I tapped the tray on the counter a few times. Even those snacking on the cracks in the date skins pulled themselves away and fled. All of them. Back down the kitchen cabinet, and out the patio door. I encouraged this with a gentle brushing with the dustpan, same as I do for any other insect or spider.
So I made a bargain with the ants: I’m taking all the dates, but you can have the tray. I washed all the dates off in hot water and put them in the fridge. I put the tray out for the ants to eat in peace. They were completely done with it about two days later.
Observing sugar ants with household and garden plants
I had an umbrella plant – I don’t know what kind – for a long time. With the onset of spring, I put it out on the deck for its own good. It immediately produced new branches and leaves, and I noticed how the sugar ants laid eggs right at the junction on the underside of the growing terminal leaf, with several “nurses” remaining with the small clutches.
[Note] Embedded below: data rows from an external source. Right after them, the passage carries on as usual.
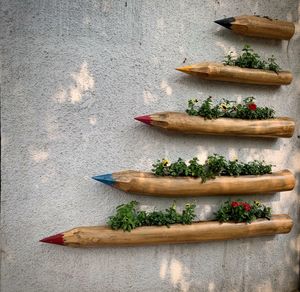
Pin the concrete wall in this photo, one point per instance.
(73, 76)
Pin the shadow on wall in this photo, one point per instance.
(82, 83)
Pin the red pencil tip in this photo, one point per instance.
(144, 119)
(54, 239)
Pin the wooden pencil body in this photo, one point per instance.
(221, 72)
(255, 26)
(149, 184)
(182, 122)
(196, 232)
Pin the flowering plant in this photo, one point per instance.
(250, 59)
(215, 165)
(247, 110)
(239, 211)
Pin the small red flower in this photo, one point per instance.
(247, 207)
(252, 106)
(235, 204)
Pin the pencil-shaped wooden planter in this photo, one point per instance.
(146, 183)
(184, 123)
(256, 26)
(150, 235)
(221, 72)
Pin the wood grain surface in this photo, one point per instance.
(218, 71)
(196, 232)
(146, 183)
(181, 122)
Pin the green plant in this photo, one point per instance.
(215, 165)
(247, 110)
(250, 59)
(128, 217)
(239, 211)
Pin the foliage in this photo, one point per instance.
(239, 211)
(250, 59)
(215, 165)
(247, 110)
(128, 217)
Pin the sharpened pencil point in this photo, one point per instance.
(105, 178)
(144, 119)
(54, 239)
(226, 22)
(183, 69)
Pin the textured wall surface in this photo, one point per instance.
(73, 76)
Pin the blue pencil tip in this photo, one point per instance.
(105, 178)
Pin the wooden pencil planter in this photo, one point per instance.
(184, 123)
(146, 183)
(196, 232)
(221, 72)
(256, 26)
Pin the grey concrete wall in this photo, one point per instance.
(73, 76)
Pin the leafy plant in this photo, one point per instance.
(128, 217)
(239, 211)
(215, 165)
(250, 59)
(247, 110)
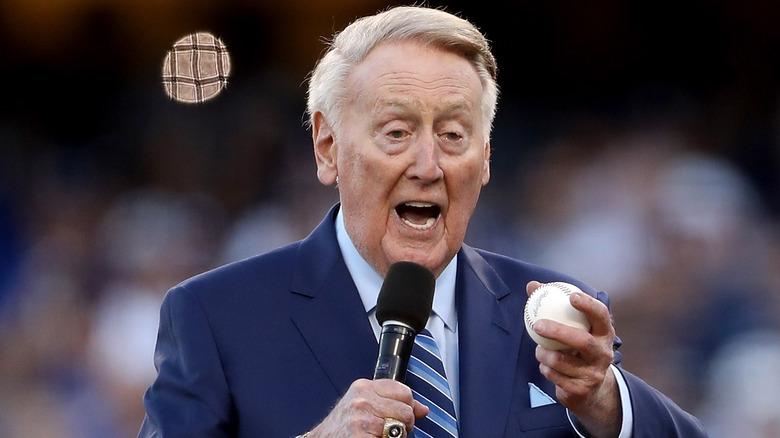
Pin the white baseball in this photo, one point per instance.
(551, 301)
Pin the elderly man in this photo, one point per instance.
(284, 344)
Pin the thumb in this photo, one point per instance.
(420, 410)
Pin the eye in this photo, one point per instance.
(452, 136)
(396, 134)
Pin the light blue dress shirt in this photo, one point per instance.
(443, 323)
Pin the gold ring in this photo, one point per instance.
(394, 429)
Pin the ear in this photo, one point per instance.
(324, 149)
(486, 165)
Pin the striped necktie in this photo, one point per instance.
(425, 375)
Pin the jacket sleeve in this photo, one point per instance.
(190, 396)
(656, 415)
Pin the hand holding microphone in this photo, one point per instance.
(403, 308)
(370, 406)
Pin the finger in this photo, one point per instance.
(532, 286)
(420, 410)
(392, 389)
(596, 312)
(583, 346)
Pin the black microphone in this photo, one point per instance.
(402, 309)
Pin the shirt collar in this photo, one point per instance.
(369, 282)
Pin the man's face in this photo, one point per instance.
(411, 156)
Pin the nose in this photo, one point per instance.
(425, 165)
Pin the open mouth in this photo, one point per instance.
(418, 215)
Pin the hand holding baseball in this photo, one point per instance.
(583, 381)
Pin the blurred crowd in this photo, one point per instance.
(683, 234)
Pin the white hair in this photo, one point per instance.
(428, 26)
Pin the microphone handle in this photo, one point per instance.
(395, 349)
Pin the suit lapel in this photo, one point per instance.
(489, 344)
(328, 311)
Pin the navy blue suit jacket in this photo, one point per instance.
(265, 347)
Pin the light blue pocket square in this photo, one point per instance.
(538, 397)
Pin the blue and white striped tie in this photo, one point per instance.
(425, 375)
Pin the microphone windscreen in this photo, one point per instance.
(406, 295)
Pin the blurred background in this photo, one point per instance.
(637, 146)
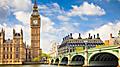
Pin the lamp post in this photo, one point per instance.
(86, 53)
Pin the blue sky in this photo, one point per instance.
(61, 17)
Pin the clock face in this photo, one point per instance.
(35, 22)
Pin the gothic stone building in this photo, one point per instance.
(69, 44)
(15, 51)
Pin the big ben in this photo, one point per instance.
(35, 31)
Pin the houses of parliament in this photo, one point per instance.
(15, 51)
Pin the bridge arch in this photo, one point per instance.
(109, 51)
(103, 59)
(77, 60)
(64, 61)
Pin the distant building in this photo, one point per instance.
(69, 44)
(54, 50)
(14, 51)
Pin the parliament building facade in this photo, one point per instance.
(15, 51)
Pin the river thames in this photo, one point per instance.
(35, 66)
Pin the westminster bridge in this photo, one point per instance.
(99, 56)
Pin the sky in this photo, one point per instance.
(59, 18)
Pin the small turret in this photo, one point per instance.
(71, 36)
(98, 36)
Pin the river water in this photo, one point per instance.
(35, 66)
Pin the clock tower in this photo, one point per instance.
(35, 31)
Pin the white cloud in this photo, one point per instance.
(105, 30)
(63, 18)
(55, 5)
(18, 5)
(86, 9)
(23, 17)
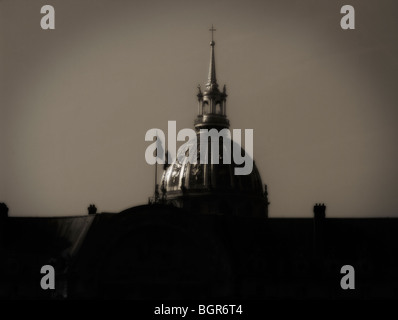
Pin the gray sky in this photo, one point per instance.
(76, 101)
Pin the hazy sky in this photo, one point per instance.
(77, 101)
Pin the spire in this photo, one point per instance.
(212, 104)
(212, 68)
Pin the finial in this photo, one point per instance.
(212, 31)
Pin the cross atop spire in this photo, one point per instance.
(212, 31)
(212, 68)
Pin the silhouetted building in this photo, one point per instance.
(207, 235)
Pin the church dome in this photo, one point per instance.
(214, 188)
(219, 178)
(208, 187)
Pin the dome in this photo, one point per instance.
(214, 188)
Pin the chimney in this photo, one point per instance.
(92, 209)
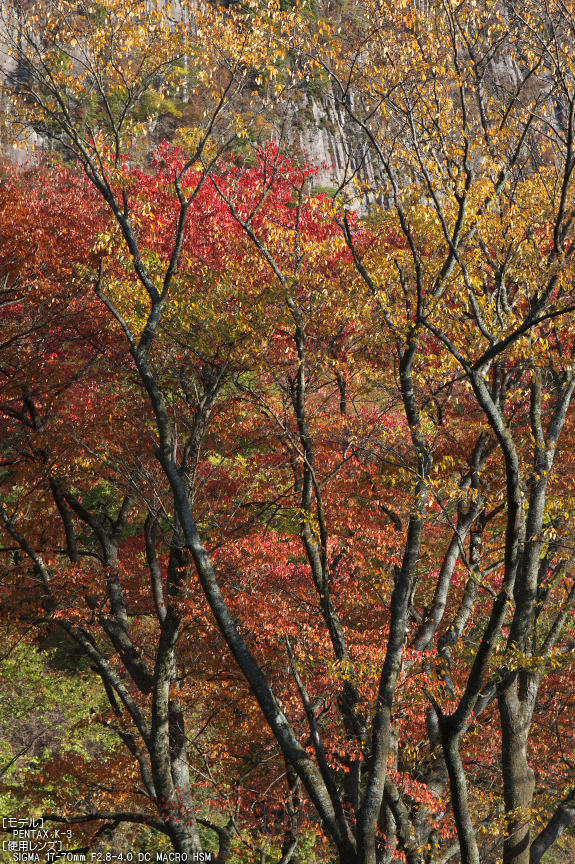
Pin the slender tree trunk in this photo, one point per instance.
(518, 776)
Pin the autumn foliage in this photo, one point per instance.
(292, 473)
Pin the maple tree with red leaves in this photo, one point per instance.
(298, 483)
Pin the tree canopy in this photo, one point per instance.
(291, 473)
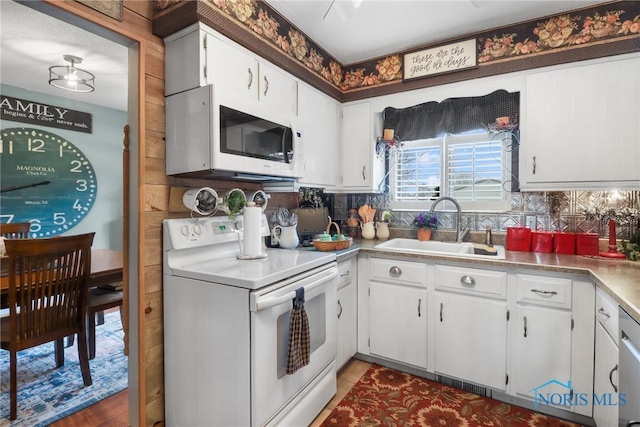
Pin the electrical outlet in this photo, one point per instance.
(530, 221)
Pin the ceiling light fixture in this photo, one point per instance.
(68, 77)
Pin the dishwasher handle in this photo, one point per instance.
(262, 303)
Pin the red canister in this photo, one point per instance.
(541, 241)
(587, 244)
(519, 239)
(564, 243)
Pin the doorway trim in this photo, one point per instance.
(78, 15)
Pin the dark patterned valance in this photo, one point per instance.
(452, 116)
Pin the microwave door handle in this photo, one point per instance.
(283, 142)
(262, 303)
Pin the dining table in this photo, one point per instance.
(106, 268)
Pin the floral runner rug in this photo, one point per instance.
(389, 398)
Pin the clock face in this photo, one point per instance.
(45, 180)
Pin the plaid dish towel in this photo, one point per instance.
(299, 341)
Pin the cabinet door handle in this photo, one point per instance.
(615, 387)
(534, 165)
(546, 293)
(395, 271)
(467, 280)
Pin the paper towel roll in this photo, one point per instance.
(251, 224)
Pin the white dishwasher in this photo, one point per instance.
(629, 413)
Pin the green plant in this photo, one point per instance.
(236, 201)
(426, 220)
(631, 249)
(310, 196)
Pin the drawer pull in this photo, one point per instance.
(467, 280)
(395, 271)
(615, 387)
(544, 293)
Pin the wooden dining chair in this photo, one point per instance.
(16, 230)
(48, 284)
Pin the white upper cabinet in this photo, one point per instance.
(362, 171)
(580, 127)
(197, 56)
(320, 115)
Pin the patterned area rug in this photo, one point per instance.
(47, 394)
(389, 398)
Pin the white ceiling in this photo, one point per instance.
(30, 41)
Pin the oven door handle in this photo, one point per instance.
(262, 303)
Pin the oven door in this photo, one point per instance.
(271, 387)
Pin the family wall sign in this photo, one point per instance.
(35, 113)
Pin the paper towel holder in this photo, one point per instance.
(201, 200)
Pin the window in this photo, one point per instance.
(470, 167)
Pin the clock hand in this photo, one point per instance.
(19, 187)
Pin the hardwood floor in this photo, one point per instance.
(113, 411)
(348, 376)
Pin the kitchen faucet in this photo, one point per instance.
(460, 233)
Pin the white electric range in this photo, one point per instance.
(226, 328)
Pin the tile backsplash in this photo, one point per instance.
(526, 208)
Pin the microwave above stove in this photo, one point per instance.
(212, 133)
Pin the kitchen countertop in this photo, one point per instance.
(620, 279)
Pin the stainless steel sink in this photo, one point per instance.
(467, 250)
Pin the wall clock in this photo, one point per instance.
(46, 180)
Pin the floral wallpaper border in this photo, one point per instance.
(596, 25)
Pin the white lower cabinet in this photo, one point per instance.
(470, 329)
(347, 312)
(542, 362)
(398, 311)
(526, 333)
(552, 346)
(605, 381)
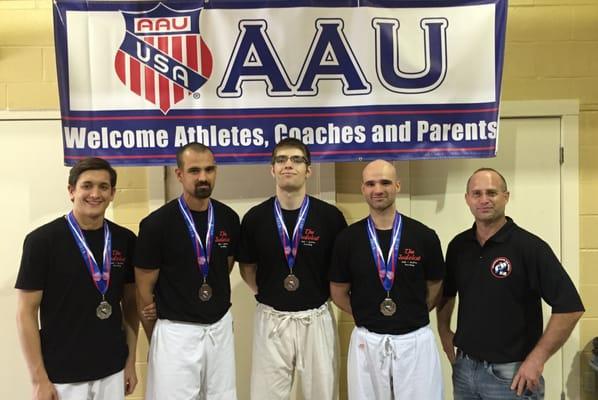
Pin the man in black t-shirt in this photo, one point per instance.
(387, 273)
(185, 253)
(76, 272)
(286, 244)
(501, 272)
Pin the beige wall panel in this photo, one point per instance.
(49, 64)
(533, 24)
(32, 96)
(520, 61)
(26, 27)
(589, 232)
(565, 59)
(589, 294)
(21, 64)
(584, 22)
(589, 268)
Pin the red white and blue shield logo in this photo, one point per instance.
(162, 57)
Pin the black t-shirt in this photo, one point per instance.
(260, 244)
(500, 286)
(164, 243)
(76, 345)
(420, 260)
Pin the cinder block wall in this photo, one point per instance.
(552, 53)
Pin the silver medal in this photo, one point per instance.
(388, 307)
(104, 310)
(291, 283)
(205, 292)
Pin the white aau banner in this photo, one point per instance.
(379, 79)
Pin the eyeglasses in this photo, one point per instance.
(294, 159)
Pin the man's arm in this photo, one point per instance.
(444, 312)
(339, 292)
(249, 273)
(433, 293)
(555, 335)
(231, 263)
(28, 302)
(131, 325)
(146, 281)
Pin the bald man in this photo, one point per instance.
(387, 272)
(501, 272)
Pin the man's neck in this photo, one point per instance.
(383, 219)
(485, 230)
(89, 223)
(196, 204)
(290, 200)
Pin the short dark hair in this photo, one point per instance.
(91, 164)
(195, 146)
(487, 169)
(292, 143)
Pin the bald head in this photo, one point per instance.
(377, 169)
(380, 186)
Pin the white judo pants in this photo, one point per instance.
(283, 342)
(400, 367)
(189, 361)
(111, 387)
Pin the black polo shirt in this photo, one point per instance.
(500, 286)
(420, 260)
(76, 345)
(260, 244)
(164, 243)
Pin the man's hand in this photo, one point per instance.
(44, 390)
(130, 378)
(150, 312)
(446, 338)
(528, 376)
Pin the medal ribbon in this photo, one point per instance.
(202, 254)
(290, 246)
(386, 267)
(101, 278)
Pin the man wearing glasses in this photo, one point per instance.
(285, 250)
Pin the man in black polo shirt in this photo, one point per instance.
(184, 256)
(387, 273)
(501, 272)
(75, 273)
(286, 243)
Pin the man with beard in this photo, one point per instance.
(501, 272)
(286, 243)
(76, 275)
(184, 256)
(387, 273)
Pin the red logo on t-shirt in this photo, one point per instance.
(222, 239)
(118, 259)
(408, 258)
(501, 267)
(309, 237)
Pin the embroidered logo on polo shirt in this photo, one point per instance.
(118, 260)
(222, 239)
(408, 258)
(501, 267)
(309, 237)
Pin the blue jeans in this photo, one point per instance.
(481, 380)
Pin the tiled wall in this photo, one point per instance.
(552, 53)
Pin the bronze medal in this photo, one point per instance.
(205, 292)
(104, 310)
(388, 307)
(291, 283)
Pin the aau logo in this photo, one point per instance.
(163, 58)
(501, 267)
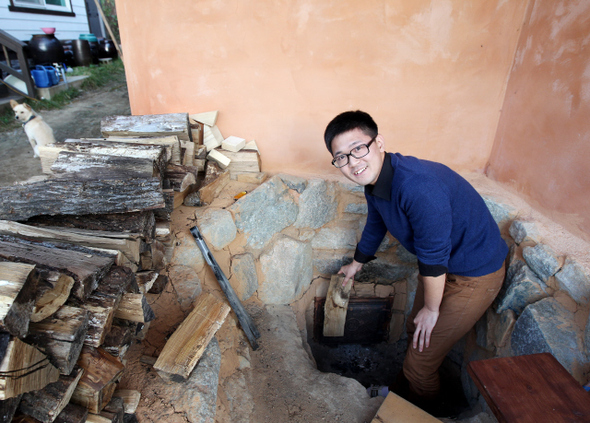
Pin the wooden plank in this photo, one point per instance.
(61, 336)
(18, 285)
(187, 344)
(395, 409)
(86, 269)
(53, 291)
(335, 311)
(530, 389)
(23, 368)
(56, 196)
(127, 246)
(176, 124)
(47, 403)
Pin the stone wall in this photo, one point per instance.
(286, 237)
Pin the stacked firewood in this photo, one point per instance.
(78, 252)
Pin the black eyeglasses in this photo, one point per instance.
(357, 152)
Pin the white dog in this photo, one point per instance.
(37, 130)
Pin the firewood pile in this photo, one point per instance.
(80, 249)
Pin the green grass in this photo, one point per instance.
(98, 76)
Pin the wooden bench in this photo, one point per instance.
(532, 388)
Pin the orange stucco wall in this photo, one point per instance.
(542, 145)
(432, 73)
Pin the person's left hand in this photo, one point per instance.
(425, 321)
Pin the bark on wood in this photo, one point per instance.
(97, 385)
(135, 307)
(187, 344)
(61, 196)
(61, 336)
(128, 247)
(23, 369)
(86, 269)
(53, 291)
(156, 153)
(18, 286)
(134, 225)
(147, 126)
(83, 166)
(72, 413)
(47, 403)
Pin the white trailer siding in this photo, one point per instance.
(24, 25)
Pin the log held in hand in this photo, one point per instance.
(243, 317)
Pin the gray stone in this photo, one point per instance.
(356, 208)
(186, 283)
(523, 288)
(193, 200)
(328, 263)
(338, 238)
(500, 212)
(521, 231)
(265, 211)
(295, 183)
(286, 271)
(573, 279)
(217, 227)
(244, 279)
(384, 272)
(317, 205)
(542, 260)
(547, 326)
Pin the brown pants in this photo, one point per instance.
(465, 300)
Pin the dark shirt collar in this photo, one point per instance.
(382, 187)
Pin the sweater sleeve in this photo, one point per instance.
(428, 208)
(372, 236)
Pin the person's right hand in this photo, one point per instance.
(349, 271)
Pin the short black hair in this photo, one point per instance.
(349, 121)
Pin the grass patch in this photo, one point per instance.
(98, 76)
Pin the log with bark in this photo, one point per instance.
(18, 289)
(62, 196)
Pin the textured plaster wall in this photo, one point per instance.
(542, 145)
(432, 73)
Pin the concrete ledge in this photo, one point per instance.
(48, 93)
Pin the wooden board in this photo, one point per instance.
(57, 196)
(187, 344)
(147, 125)
(334, 315)
(530, 389)
(395, 409)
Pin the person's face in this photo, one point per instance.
(363, 171)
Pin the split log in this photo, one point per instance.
(8, 407)
(53, 291)
(87, 238)
(23, 368)
(130, 225)
(97, 385)
(147, 126)
(86, 269)
(156, 153)
(61, 336)
(335, 310)
(47, 403)
(18, 286)
(82, 166)
(130, 399)
(72, 413)
(187, 344)
(135, 307)
(58, 196)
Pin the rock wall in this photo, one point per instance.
(286, 237)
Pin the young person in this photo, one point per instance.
(436, 215)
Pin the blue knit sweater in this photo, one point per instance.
(435, 214)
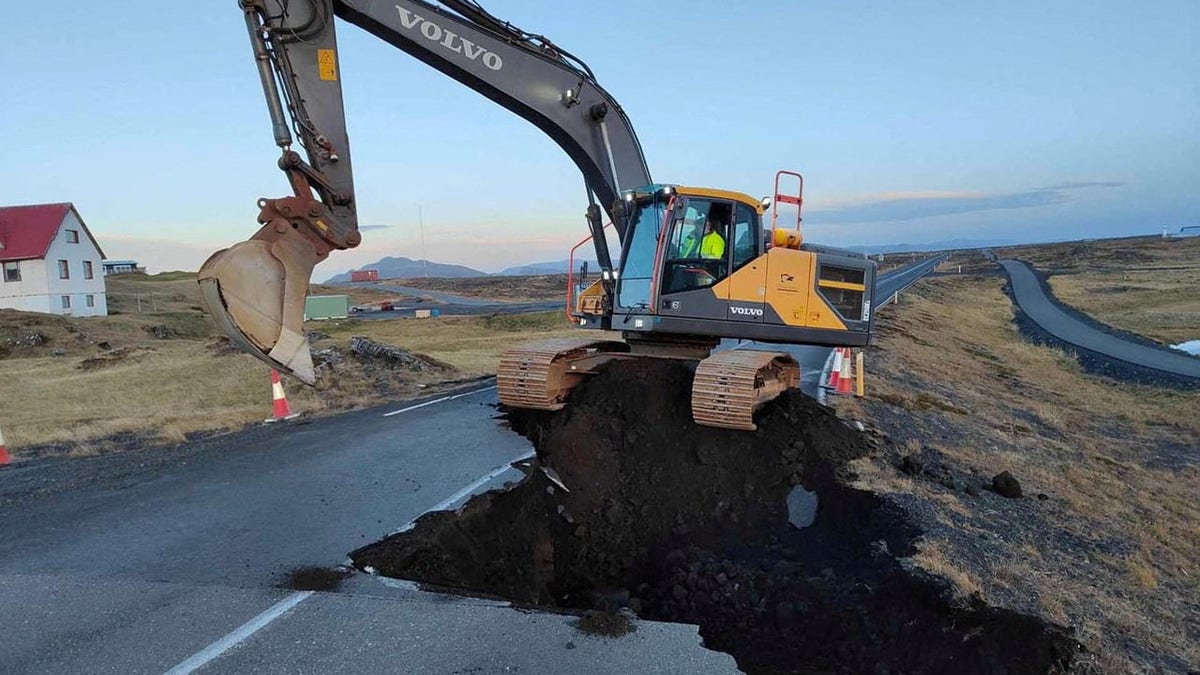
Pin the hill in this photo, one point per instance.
(538, 269)
(405, 268)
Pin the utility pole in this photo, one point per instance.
(420, 221)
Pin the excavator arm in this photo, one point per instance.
(256, 290)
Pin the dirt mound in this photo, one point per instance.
(633, 505)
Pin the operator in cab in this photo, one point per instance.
(712, 244)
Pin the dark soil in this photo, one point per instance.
(684, 523)
(315, 578)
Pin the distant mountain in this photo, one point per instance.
(952, 244)
(408, 268)
(555, 267)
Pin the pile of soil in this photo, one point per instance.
(631, 505)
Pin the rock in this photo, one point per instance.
(911, 465)
(612, 514)
(1006, 485)
(880, 549)
(160, 332)
(785, 614)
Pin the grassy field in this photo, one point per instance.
(1114, 548)
(1149, 286)
(75, 386)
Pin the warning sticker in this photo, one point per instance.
(327, 65)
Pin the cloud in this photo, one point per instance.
(913, 205)
(1084, 184)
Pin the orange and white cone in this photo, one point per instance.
(835, 370)
(846, 378)
(4, 451)
(280, 400)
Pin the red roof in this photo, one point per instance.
(27, 232)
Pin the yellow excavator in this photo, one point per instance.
(696, 266)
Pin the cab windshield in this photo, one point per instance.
(639, 249)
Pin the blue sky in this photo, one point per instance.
(911, 120)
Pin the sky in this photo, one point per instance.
(912, 121)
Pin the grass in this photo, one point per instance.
(1145, 286)
(87, 384)
(949, 371)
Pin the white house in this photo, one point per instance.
(49, 262)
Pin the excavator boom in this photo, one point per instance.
(256, 288)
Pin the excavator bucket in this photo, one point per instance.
(256, 293)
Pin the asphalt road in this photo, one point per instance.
(136, 563)
(448, 303)
(1033, 302)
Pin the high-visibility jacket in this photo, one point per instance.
(712, 246)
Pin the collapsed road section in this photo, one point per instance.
(633, 507)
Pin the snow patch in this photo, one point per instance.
(1191, 346)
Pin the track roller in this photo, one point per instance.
(541, 375)
(730, 386)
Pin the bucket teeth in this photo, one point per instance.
(730, 386)
(540, 376)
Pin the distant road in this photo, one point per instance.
(449, 303)
(1042, 310)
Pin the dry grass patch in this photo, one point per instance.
(1117, 539)
(87, 386)
(1149, 286)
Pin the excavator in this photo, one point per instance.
(695, 266)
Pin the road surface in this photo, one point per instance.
(173, 560)
(1042, 310)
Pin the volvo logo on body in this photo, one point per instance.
(451, 41)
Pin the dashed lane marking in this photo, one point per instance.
(455, 497)
(442, 400)
(246, 629)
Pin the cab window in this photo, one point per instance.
(697, 250)
(745, 236)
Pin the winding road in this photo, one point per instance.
(1032, 299)
(177, 560)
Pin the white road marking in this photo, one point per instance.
(246, 629)
(454, 499)
(443, 399)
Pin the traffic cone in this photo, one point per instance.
(844, 382)
(4, 451)
(280, 400)
(835, 370)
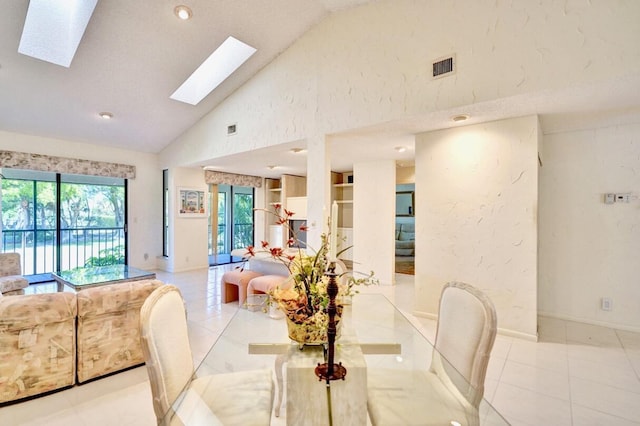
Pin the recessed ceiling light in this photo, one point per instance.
(214, 70)
(461, 117)
(53, 29)
(183, 12)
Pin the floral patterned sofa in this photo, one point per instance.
(37, 344)
(49, 341)
(108, 327)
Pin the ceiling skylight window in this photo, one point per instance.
(214, 70)
(53, 29)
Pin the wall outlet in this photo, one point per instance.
(623, 198)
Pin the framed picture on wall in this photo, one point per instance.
(191, 203)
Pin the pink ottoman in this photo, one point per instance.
(233, 285)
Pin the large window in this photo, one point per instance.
(60, 222)
(234, 221)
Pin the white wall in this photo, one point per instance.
(588, 249)
(145, 191)
(476, 207)
(374, 193)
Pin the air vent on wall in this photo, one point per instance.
(443, 66)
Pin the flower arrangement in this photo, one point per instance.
(304, 298)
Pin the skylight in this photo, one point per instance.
(53, 29)
(214, 70)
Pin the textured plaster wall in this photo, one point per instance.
(588, 249)
(145, 195)
(188, 245)
(476, 207)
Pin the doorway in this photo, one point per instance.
(61, 221)
(232, 218)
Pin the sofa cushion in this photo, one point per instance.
(108, 327)
(29, 311)
(37, 344)
(114, 297)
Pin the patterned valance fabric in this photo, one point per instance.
(48, 163)
(213, 177)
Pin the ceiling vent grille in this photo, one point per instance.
(443, 66)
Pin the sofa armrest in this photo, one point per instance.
(114, 297)
(109, 327)
(27, 311)
(37, 344)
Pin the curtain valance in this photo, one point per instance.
(48, 163)
(213, 177)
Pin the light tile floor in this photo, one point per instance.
(577, 374)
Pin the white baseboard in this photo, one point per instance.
(590, 321)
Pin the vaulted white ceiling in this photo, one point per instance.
(133, 56)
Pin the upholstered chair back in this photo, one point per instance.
(165, 345)
(465, 335)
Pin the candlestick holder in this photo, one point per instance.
(329, 370)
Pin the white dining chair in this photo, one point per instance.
(452, 388)
(235, 398)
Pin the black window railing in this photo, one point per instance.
(79, 247)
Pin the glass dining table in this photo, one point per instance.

They look like they are aphid farming. Yet the plant wasn’t damaged in any way.
But, just when the plant was in reach of the balcony rails, along came my rabbits and ate a few of these terminal leaves, annihilating the sugar ant eggs and their nurses in a few quick nibbles. The poor plant had to regroup and send out new terminal buds, to which the ants responded again.
The attacked plant with the new growth seemed little worse for wear. It kept growing with no scar tissue from this “infestation.” Could this be a symbiotic relationship?
In 2007, Mathews et al published a paper titled EFNs Enhance Biological Control of G. molesta (Environmental Entomology 36(2)) about the sugar secreted by peach tree leaves and how, if ants have access to the canopies of the trees, they competitively exclude (or predate upon) oriental fruit moths. They then become a biological pest control agent.
The moral of the story is, though this isn’t the same plant, and it isn’t the same ant, the view of “pest” needs to be more rigorously applied: are those sugar ants doing you any harm? Could they been seen as helpful?
For me, no harm, and they help keep my counter clean. While I’m not creating an ant farm here, I observe a little more household cleanliness than most people. It seems, perhaps, that sugar ants going about their business is an overall good.
Keep your food out their way, keep generally clean, and don’t begrudge the seasonality of these visitations. They’ll come and go. In 2019, I haven’t seen any yet.